The canal goes from the Bassin de la Villette (see post here) to the Port de l’Arsenal (see post here). It’s to a large extent covered. We can see that the tourist boats are waiting on both sides to be back in business.

Here are some more photos from the open part.

As we can see also from the top picture, it’s (unfortunately) evident that the empty-of-water canal will reveal a lot of dumped things. I haven’t yet heard of any really sensational findings, but the research has just started.

Anyhow, there are obviously a large number of Velib’ bikes (see here).

The search for items of all kinds goes on and sometimes there seem to be things which can still be used. It’s also time for maintenance of the locks etc… Some people were trying to save some fish…,

… but a small water level is kept to save the fish which have not been rescued or which have not slipped away with the water, escaping into the Seine River. The birds seem to enjoy the present water level.

Walking along you discover also some street art, l’Hôtel du Nord… One wall which normally is revisited by street artists is now covered with “Fluctuat Nec Mergitur”, ([Paris may be] tossed by the waves but does not sink) the Paris City motto.

I continued my walk also along the covered part of the canal. I wanted to check if the water level of the Port de l’Arsenal, on the other side of Place de la Bastille, was normal. It was. 
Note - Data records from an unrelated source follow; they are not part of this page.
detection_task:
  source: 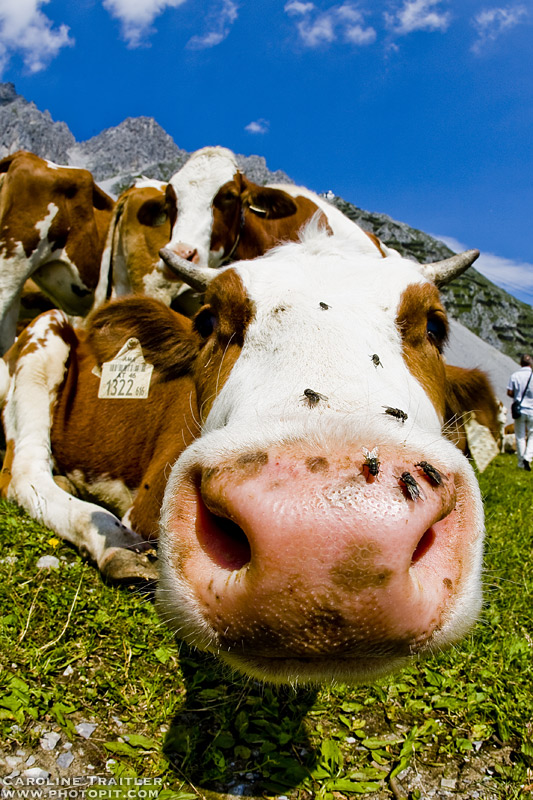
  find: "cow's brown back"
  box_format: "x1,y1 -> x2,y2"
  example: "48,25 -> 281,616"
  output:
51,298 -> 198,539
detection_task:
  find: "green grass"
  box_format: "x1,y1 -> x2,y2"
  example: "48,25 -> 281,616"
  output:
0,456 -> 533,800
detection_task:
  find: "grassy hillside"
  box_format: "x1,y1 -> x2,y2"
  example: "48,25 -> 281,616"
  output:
0,456 -> 533,800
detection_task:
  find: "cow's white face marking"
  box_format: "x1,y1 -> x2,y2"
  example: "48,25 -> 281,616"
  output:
35,203 -> 59,240
133,178 -> 166,194
205,231 -> 442,435
169,147 -> 238,267
159,226 -> 483,680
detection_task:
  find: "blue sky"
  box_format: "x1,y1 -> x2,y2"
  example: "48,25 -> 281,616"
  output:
0,0 -> 533,303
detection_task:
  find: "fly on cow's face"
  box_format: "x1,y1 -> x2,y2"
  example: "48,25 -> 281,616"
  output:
398,470 -> 422,500
383,406 -> 407,422
415,461 -> 443,486
363,447 -> 380,478
304,389 -> 328,408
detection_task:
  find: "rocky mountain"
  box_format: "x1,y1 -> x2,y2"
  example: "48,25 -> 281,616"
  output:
0,83 -> 533,360
0,83 -> 76,164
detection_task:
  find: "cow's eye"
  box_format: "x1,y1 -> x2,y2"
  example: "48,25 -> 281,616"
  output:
193,308 -> 217,339
426,313 -> 448,350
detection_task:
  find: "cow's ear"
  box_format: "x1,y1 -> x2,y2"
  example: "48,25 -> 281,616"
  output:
242,183 -> 297,219
86,295 -> 199,380
137,195 -> 169,228
93,184 -> 115,211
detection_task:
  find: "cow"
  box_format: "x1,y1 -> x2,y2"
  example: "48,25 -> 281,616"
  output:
440,364 -> 502,456
93,178 -> 175,309
167,147 -> 399,276
0,150 -> 113,353
0,228 -> 483,683
89,147 -> 397,315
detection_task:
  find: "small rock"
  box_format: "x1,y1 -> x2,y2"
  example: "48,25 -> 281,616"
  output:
75,722 -> 98,739
22,767 -> 50,780
39,731 -> 61,750
440,778 -> 457,789
37,556 -> 59,569
56,753 -> 74,769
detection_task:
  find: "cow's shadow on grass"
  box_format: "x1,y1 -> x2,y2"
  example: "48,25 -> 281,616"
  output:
163,645 -> 317,795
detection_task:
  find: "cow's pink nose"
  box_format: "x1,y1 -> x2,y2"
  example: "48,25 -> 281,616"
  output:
168,242 -> 199,264
166,447 -> 462,658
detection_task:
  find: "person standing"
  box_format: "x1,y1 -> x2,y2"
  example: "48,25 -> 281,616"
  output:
507,353 -> 533,472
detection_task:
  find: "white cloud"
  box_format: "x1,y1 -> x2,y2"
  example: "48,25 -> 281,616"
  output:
432,234 -> 533,303
244,119 -> 270,133
471,5 -> 528,55
103,0 -> 186,47
385,0 -> 451,36
285,0 -> 376,47
0,0 -> 74,72
187,0 -> 239,50
285,0 -> 315,16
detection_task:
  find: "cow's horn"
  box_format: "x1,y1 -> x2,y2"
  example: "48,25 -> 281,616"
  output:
159,247 -> 215,292
422,250 -> 479,286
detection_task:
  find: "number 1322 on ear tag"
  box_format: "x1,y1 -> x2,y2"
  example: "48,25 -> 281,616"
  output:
98,338 -> 154,400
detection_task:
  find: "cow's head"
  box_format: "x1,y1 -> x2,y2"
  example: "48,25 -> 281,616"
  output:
163,147 -> 324,268
158,231 -> 483,682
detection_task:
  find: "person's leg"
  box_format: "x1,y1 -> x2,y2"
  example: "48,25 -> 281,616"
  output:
514,414 -> 526,467
524,416 -> 533,469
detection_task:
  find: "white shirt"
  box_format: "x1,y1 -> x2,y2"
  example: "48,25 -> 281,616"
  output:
507,367 -> 533,416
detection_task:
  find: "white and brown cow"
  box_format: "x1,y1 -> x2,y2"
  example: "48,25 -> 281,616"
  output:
90,147 -> 397,314
162,147 -> 398,276
0,150 -> 113,353
93,178 -> 175,309
2,226 -> 483,682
The promenade brings you to see some reminders of the Paris 2015 events (see here). The Café Bonne Bière (5 victims) is reopened, the Bataclan is not, but there are still a lot of flowers around. I especially noted a little booklet made by the pupils of a French teacher in Scotland. There are also still some flowers to be seen where a policeman was shot dead by the fleeing terrorists after the attack on Charlie Hebdo – one year ago today (their office was quite close).